Non-sanctioned breedings of WPGCA griffons are virtually nonexistent. And for those few that decide to ignore the dictates of the club, well, they'll just have to look for a new organization in which to register their pups.

With something like 300 to 350 WPGCA griffons in the entire U.S., you could hunt a lifetime and never run across one. As it happens, though, southwestern Montana, where I live, is something of a griffon coffee klatch, with close to a dozen of the happy-go-lucky, bristle-haired animals scattered across several mountain valleys. I've also noticed a definite uptick in their popularity, although not all the dogs in the area are from WPGCA breedings. Still, it's clear that the breed's versatility is winning converts, one by one, in Montana and elsewhere.

Count Pete Engman among them. Engman is a wildlife property supervisor for the Wisconsin DNR. He's owned several griffons, and like a lot of American bird hunters, he hunts whatever is in season.

"In a typical fall, my dogs spend maybe a week in early September hunting sharptails in North Dakota and Nebraska, then the woodcock flights when they come through Wisconsin, and then I hunt grouse right up until deer season," he says. "After that it's pheasant, and mixed in with that is duck hunting."

Engman has been around the block with more than a few bird dogs, including Irish water spaniels and Brittanys. But when he discovered griffons, he found a perfect match.

"I was originally looking for a Lab, but I couldn't find a kennel that I liked or anyone that guaranteed them," he says. "Then I ran across an article in a magazine about this Wirehaired Pointing Griffon Club of America and it intrigued me. So I put in for a pup. I didn't get one the first year and was ready to move on.
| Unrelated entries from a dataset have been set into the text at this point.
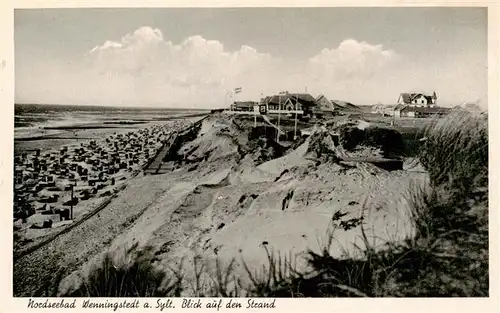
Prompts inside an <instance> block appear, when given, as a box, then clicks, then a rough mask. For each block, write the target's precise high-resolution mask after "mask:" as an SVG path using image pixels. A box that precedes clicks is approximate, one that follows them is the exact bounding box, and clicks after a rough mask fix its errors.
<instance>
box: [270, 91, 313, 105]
mask: <svg viewBox="0 0 500 313" xmlns="http://www.w3.org/2000/svg"><path fill="white" fill-rule="evenodd" d="M297 98H298V99H299V102H300V103H302V104H316V99H314V97H313V96H311V95H310V94H308V93H299V94H296V93H288V94H285V95H281V96H280V95H274V96H271V97H266V98H265V99H264V103H273V104H279V103H280V101H281V104H284V103H285V102H286V101H287V100H288V99H290V100H291V101H295V99H297Z"/></svg>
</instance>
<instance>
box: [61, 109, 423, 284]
mask: <svg viewBox="0 0 500 313" xmlns="http://www.w3.org/2000/svg"><path fill="white" fill-rule="evenodd" d="M363 126H365V127H366V126H367V125H363ZM318 132H320V130H316V131H315V133H314V134H313V135H312V136H311V137H309V138H308V139H307V140H306V141H305V142H304V143H303V144H302V145H300V146H299V147H297V148H296V149H294V150H292V151H289V152H288V153H287V154H286V155H284V156H283V157H281V158H277V159H273V160H270V161H267V162H264V163H262V164H255V162H254V160H255V159H256V154H258V153H259V149H252V150H248V149H250V148H251V147H250V144H249V141H248V137H247V136H246V135H245V134H242V132H241V131H240V130H239V129H238V127H236V126H235V125H234V124H233V123H231V121H230V119H228V118H221V117H220V118H217V117H211V118H209V119H208V120H205V121H204V122H203V124H202V126H201V129H200V131H199V132H198V135H197V137H196V138H195V139H194V140H193V141H191V142H188V143H185V144H184V145H183V146H182V147H181V149H180V150H179V154H180V155H182V156H183V157H184V159H185V160H186V161H187V162H191V163H188V164H186V165H183V166H180V167H179V168H178V169H176V170H174V171H172V172H170V173H167V174H162V175H154V176H144V177H137V178H136V179H134V180H132V181H130V183H129V186H128V188H127V189H126V190H127V191H125V192H123V194H122V195H121V196H120V197H119V198H118V199H116V200H115V201H113V203H112V204H110V206H109V207H108V208H107V209H106V210H105V211H108V213H104V212H103V214H110V215H111V214H112V215H116V216H119V220H123V219H126V218H125V217H126V216H128V219H129V223H128V224H127V225H125V224H121V225H117V221H115V220H113V221H110V225H108V227H107V228H111V227H113V230H111V231H110V232H109V236H108V231H103V230H100V231H99V232H100V235H99V236H96V235H94V234H88V235H90V236H91V237H93V238H86V239H85V240H81V242H80V243H79V244H80V245H83V246H84V247H88V248H83V249H78V251H75V254H76V255H78V257H77V258H85V256H87V257H88V256H89V255H92V254H94V256H93V257H92V258H89V260H88V262H79V264H80V265H79V266H78V267H79V270H77V271H75V272H73V273H72V274H71V275H69V276H68V277H66V278H65V279H64V280H63V282H62V283H61V285H60V291H61V292H65V291H67V290H70V289H72V288H73V287H74V286H75V285H77V284H78V283H79V281H80V279H81V278H79V276H80V275H81V274H82V273H83V274H85V273H86V271H87V270H88V269H89V267H90V266H91V265H92V264H93V262H96V261H97V260H99V258H100V257H101V256H102V253H104V252H106V251H115V252H118V253H116V255H117V256H119V255H122V254H123V251H124V250H125V249H126V248H127V247H131V246H133V245H134V244H138V246H139V248H140V247H145V246H153V247H155V249H156V250H157V253H156V255H157V258H158V262H157V264H158V266H161V267H165V268H167V267H175V266H176V264H178V263H179V262H180V261H181V259H183V258H184V259H185V260H184V269H185V272H186V274H187V276H188V279H189V273H192V267H191V266H192V263H193V258H194V256H195V255H197V256H201V257H202V258H203V259H204V260H205V261H206V262H207V264H211V263H210V262H212V261H213V260H214V259H215V258H219V259H220V260H222V261H223V262H229V261H230V260H231V259H232V258H236V259H237V260H241V259H243V260H244V261H245V262H246V263H247V264H248V265H250V267H253V268H261V266H262V264H265V263H266V260H267V256H266V252H265V249H264V247H266V248H267V249H270V250H274V251H279V252H282V253H289V252H292V254H297V255H299V254H300V253H301V252H304V251H306V250H307V249H313V250H318V249H320V246H322V245H323V243H324V242H325V239H326V238H325V235H326V231H327V230H328V227H329V224H330V220H331V218H332V216H333V214H335V213H336V212H337V211H339V210H340V211H341V212H343V213H347V215H345V216H344V217H343V220H349V219H353V218H359V217H360V216H363V217H364V229H365V230H366V232H367V234H368V237H369V239H370V240H371V241H372V243H373V244H374V245H376V246H377V245H379V246H380V245H383V244H384V243H385V242H386V241H388V240H398V239H402V238H404V237H405V236H408V235H411V231H412V229H411V226H410V223H409V221H408V216H407V205H406V202H405V197H404V195H405V193H406V190H407V189H408V186H409V185H410V184H411V183H412V182H413V181H419V182H423V181H425V180H426V173H425V172H422V171H417V170H412V171H407V170H402V171H391V172H388V171H385V170H382V169H379V168H377V167H375V166H374V165H371V164H368V163H350V164H338V163H335V162H328V161H323V162H318V161H314V157H315V156H317V154H315V153H314V150H313V151H311V146H312V144H311V140H312V138H315V136H318V135H317V134H318ZM323 132H324V130H323ZM326 137H327V136H326ZM326 137H325V138H326ZM323 142H324V143H325V142H326V143H325V144H327V145H330V148H331V149H335V148H336V147H334V146H333V143H332V142H330V141H328V140H323ZM245 149H247V150H248V151H247V152H248V153H246V154H245V153H242V151H245ZM193 163H195V164H197V167H196V170H194V171H193V170H189V169H190V168H192V164H193ZM112 212H113V213H112ZM103 214H101V216H102V215H103ZM102 218H103V217H101V219H102ZM108 220H109V219H108ZM112 225H114V226H112ZM116 227H118V228H120V227H121V229H116ZM104 229H106V227H104ZM111 234H113V235H111ZM84 238H85V237H84ZM104 238H107V239H106V240H109V244H106V243H104V244H103V243H102V242H103V241H104V240H103V239H104ZM93 240H96V241H97V242H94V241H93ZM98 242H100V243H98ZM355 244H356V245H358V246H361V247H362V246H363V243H362V240H361V231H360V227H356V228H353V229H351V230H348V231H344V230H342V229H338V230H336V231H335V241H334V243H333V245H332V247H331V253H332V255H334V256H341V255H342V254H343V253H344V252H346V251H347V252H348V253H350V254H351V255H354V254H355V253H356V252H357V249H356V248H355V246H354V245H355ZM90 247H92V248H90ZM98 251H100V252H101V253H95V252H98ZM298 265H299V266H305V265H304V264H301V263H300V262H299V263H298ZM237 270H238V269H237ZM239 270H242V268H241V267H239Z"/></svg>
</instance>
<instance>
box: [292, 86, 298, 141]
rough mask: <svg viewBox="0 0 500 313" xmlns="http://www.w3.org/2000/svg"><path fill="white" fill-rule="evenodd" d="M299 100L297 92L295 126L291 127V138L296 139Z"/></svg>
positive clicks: (295, 104)
mask: <svg viewBox="0 0 500 313" xmlns="http://www.w3.org/2000/svg"><path fill="white" fill-rule="evenodd" d="M298 102H299V94H297V99H295V127H294V129H293V140H294V141H295V140H297V103H298Z"/></svg>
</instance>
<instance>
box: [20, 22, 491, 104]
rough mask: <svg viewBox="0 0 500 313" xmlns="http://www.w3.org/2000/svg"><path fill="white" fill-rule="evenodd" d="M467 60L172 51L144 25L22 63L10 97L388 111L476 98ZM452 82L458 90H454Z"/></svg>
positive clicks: (170, 103)
mask: <svg viewBox="0 0 500 313" xmlns="http://www.w3.org/2000/svg"><path fill="white" fill-rule="evenodd" d="M471 58H473V57H472V56H468V55H467V54H464V55H463V56H462V57H460V56H457V57H455V58H449V61H448V62H447V63H446V64H441V63H443V62H441V63H439V62H436V63H433V64H421V63H418V62H416V61H415V62H414V61H412V60H411V59H408V58H405V56H404V55H400V54H398V53H397V52H396V51H394V50H391V49H389V48H386V47H384V46H382V45H379V44H372V43H367V42H364V41H357V40H354V39H346V40H344V41H342V42H340V43H339V44H338V45H337V46H336V47H333V48H325V49H323V50H321V51H319V52H318V53H317V54H316V55H313V56H311V57H310V58H307V59H303V60H292V59H287V58H285V57H280V56H274V55H270V54H268V53H263V52H260V51H258V50H257V49H256V48H254V47H251V46H248V45H243V46H241V47H240V48H239V49H237V50H235V51H228V50H227V49H226V48H225V47H224V45H223V43H221V42H219V41H217V40H209V39H206V38H203V37H201V36H191V37H188V38H185V39H184V40H183V41H181V42H180V43H173V42H171V41H169V40H168V39H166V38H164V36H163V33H162V32H161V30H159V29H157V28H151V27H146V26H145V27H140V28H138V29H136V30H135V31H133V32H131V33H129V34H126V35H124V36H123V37H121V38H119V39H109V40H107V41H104V42H103V43H102V44H100V45H98V46H95V47H93V48H91V49H89V50H88V51H87V52H86V53H84V54H83V55H82V56H81V57H80V58H76V57H75V58H73V59H70V60H62V59H58V60H47V61H45V60H44V61H39V62H38V63H35V64H30V66H28V65H25V64H23V65H22V66H20V68H16V77H21V78H19V79H18V80H16V97H18V98H21V99H22V100H24V101H28V102H38V101H40V102H46V103H67V104H94V105H148V106H149V105H155V106H160V105H161V106H169V107H200V108H213V107H221V106H223V105H225V100H226V98H225V95H226V94H227V91H228V90H232V89H233V88H235V87H240V86H241V87H243V92H242V93H241V94H239V95H238V96H239V97H240V98H241V99H243V98H244V99H254V100H257V99H259V98H260V97H261V96H262V95H267V94H271V93H277V92H279V91H282V90H289V91H290V92H295V91H299V92H302V91H303V90H304V88H305V87H306V86H307V90H308V92H311V93H312V94H313V95H314V96H316V95H318V94H320V93H322V94H325V95H327V96H328V97H330V98H337V99H344V100H349V101H351V102H354V103H359V104H373V103H377V102H382V103H392V102H394V101H395V100H396V98H397V95H398V94H399V93H400V92H404V91H409V90H411V89H414V88H427V89H430V88H432V89H433V90H436V91H437V93H438V95H441V94H443V95H444V96H446V97H451V99H453V100H455V98H457V99H458V98H464V100H468V99H476V98H478V97H481V96H482V94H485V91H484V92H483V93H482V92H481V91H482V90H480V91H479V92H478V90H475V89H474V86H477V85H478V83H477V82H478V81H479V82H482V81H481V77H483V81H484V85H486V83H487V81H486V79H485V77H486V76H485V75H483V74H482V73H483V72H482V71H483V69H482V67H481V66H479V65H478V66H477V67H476V69H475V70H474V71H473V72H469V73H468V75H464V74H465V73H466V72H465V71H466V70H464V69H463V70H457V67H456V65H455V64H456V62H457V61H458V62H461V61H466V60H469V61H470V60H471ZM454 62H455V63H454ZM472 63H473V62H466V63H464V64H472ZM460 64H461V63H460ZM445 73H446V74H445ZM457 75H459V76H461V77H463V78H462V80H461V81H460V83H461V82H463V85H464V86H465V87H466V88H457V86H456V83H457V81H456V79H455V80H454V79H453V78H454V77H456V76H457ZM482 75H483V76H482ZM465 76H466V77H465ZM485 88H486V87H484V89H485ZM476 89H477V88H476ZM456 90H459V92H457V91H456ZM478 94H480V96H478ZM453 97H455V98H453ZM482 97H483V98H485V96H482ZM457 101H458V100H457ZM226 104H227V103H226Z"/></svg>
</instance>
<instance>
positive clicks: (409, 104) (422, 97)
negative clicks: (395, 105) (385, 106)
mask: <svg viewBox="0 0 500 313" xmlns="http://www.w3.org/2000/svg"><path fill="white" fill-rule="evenodd" d="M436 102H437V95H436V92H435V91H434V92H433V93H432V95H429V94H425V93H407V92H404V93H401V94H400V95H399V98H398V101H397V104H405V105H412V106H434V105H436Z"/></svg>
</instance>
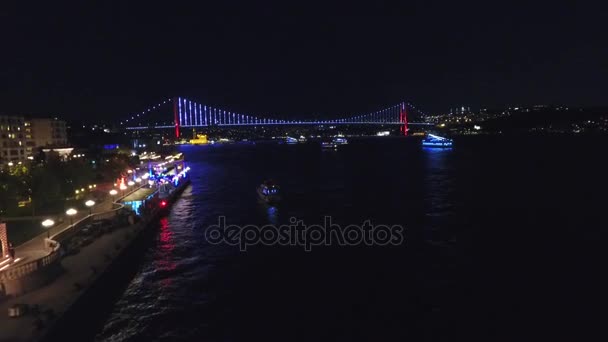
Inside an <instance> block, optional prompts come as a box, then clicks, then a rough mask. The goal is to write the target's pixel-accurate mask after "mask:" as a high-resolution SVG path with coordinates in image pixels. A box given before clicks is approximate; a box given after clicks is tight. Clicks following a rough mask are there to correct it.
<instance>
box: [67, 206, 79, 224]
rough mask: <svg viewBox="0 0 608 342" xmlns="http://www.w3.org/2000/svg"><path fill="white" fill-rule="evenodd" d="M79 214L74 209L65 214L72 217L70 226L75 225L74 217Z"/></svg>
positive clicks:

But then they called me and told me I was on the list and would I be interested in a female, because I'd originally been looking for a male. That dog, which I just put down last October, was the best dog I ever had in my life."

Engman's griffon Avian spent her career hunting every bird her master asked her to hunt, and according to Engman, doing it well.
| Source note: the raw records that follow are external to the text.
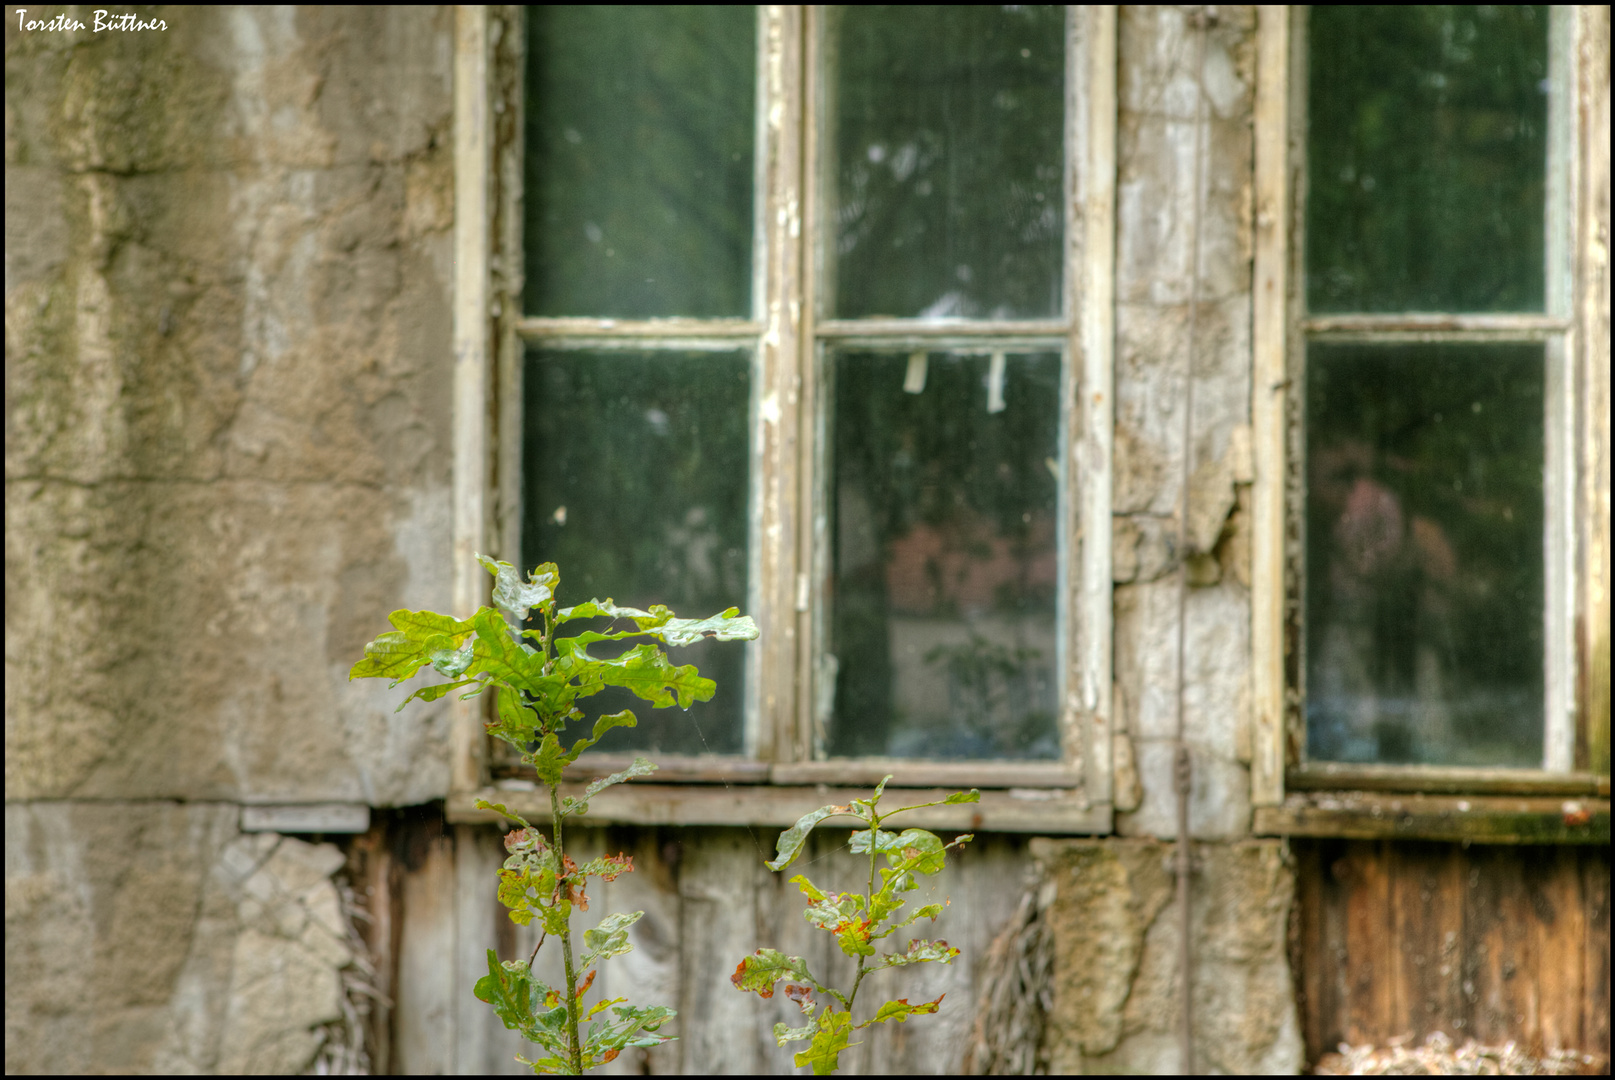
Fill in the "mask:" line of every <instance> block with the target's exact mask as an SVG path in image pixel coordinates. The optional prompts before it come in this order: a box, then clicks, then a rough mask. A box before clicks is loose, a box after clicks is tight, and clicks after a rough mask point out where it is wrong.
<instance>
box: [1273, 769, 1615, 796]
mask: <svg viewBox="0 0 1615 1080" xmlns="http://www.w3.org/2000/svg"><path fill="white" fill-rule="evenodd" d="M1284 789H1286V791H1408V793H1421V794H1521V796H1554V794H1562V796H1591V797H1604V799H1607V797H1609V794H1610V778H1609V777H1597V775H1594V773H1549V772H1539V770H1531V768H1450V767H1441V765H1352V764H1342V762H1308V764H1307V765H1302V767H1300V768H1290V770H1287V772H1286V773H1284Z"/></svg>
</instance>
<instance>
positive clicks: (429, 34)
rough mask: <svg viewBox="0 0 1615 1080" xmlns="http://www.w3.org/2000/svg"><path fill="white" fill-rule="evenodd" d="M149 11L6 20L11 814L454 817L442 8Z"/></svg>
mask: <svg viewBox="0 0 1615 1080" xmlns="http://www.w3.org/2000/svg"><path fill="white" fill-rule="evenodd" d="M8 11H10V10H8ZM160 13H161V15H163V16H165V21H166V23H168V27H170V29H168V31H165V32H142V34H89V32H58V34H50V32H37V31H36V32H26V31H19V29H18V21H16V18H15V16H11V15H8V23H6V132H5V134H6V149H5V153H6V184H5V197H6V215H5V216H6V262H5V305H6V307H5V339H6V341H5V345H6V365H5V379H6V433H5V497H6V541H5V542H6V580H5V586H6V597H5V620H6V680H5V681H6V688H5V710H6V720H5V722H6V760H5V781H6V799H8V801H10V799H36V797H52V799H71V797H95V799H108V797H111V799H128V797H186V799H242V801H255V799H257V801H268V799H347V801H355V802H368V804H373V806H388V804H407V802H420V801H423V799H430V797H434V796H441V794H443V793H444V789H446V786H447V743H446V726H444V710H443V709H441V707H438V709H431V707H425V709H415V710H410V712H409V714H407V715H404V717H399V718H394V717H392V705H391V704H389V701H388V697H389V694H388V691H386V688H384V686H381V684H376V683H360V684H354V686H349V684H347V680H346V675H347V668H349V665H350V663H352V662H354V659H355V657H359V655H360V654H362V649H363V643H365V641H368V639H370V638H373V636H375V631H376V630H378V626H380V623H378V615H376V613H378V612H386V610H391V609H394V607H401V605H405V604H407V605H409V607H415V609H420V607H438V609H441V607H444V605H446V602H447V596H449V578H447V567H446V565H443V557H441V552H443V550H446V549H447V546H449V484H451V471H449V470H451V460H449V428H451V417H449V396H447V394H446V392H444V391H443V387H444V386H446V384H447V381H449V363H451V331H449V324H451V316H449V310H451V297H452V262H451V229H452V205H454V200H452V176H454V173H452V155H451V147H449V142H451V118H452V94H451V74H452V55H451V37H452V34H451V31H452V26H451V21H452V16H451V13H449V11H447V10H439V8H409V10H380V8H376V10H329V8H176V10H173V11H170V10H160Z"/></svg>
"She was good on everything," he says. "You know, if you hunt ruffed grouse a lot, especially in the north woods, it takes a very adaptable dog to learn those birds. And this dog figured them out. She just knew how to hunt ruffed grouse. She figured out pheasants, everything. I used her for retrieving snow geese in the spring. She loved it all."

Back on my hunt with Vance, Bijo and Aya, I'm grimacing with every step. Bijo is Vance's first pointer, and while her snappy obedience is due in large part to his training, having a biddable dog is always a help. I've got one final request for Vance, though: if we hook Bijo to a sled, can she pull me home?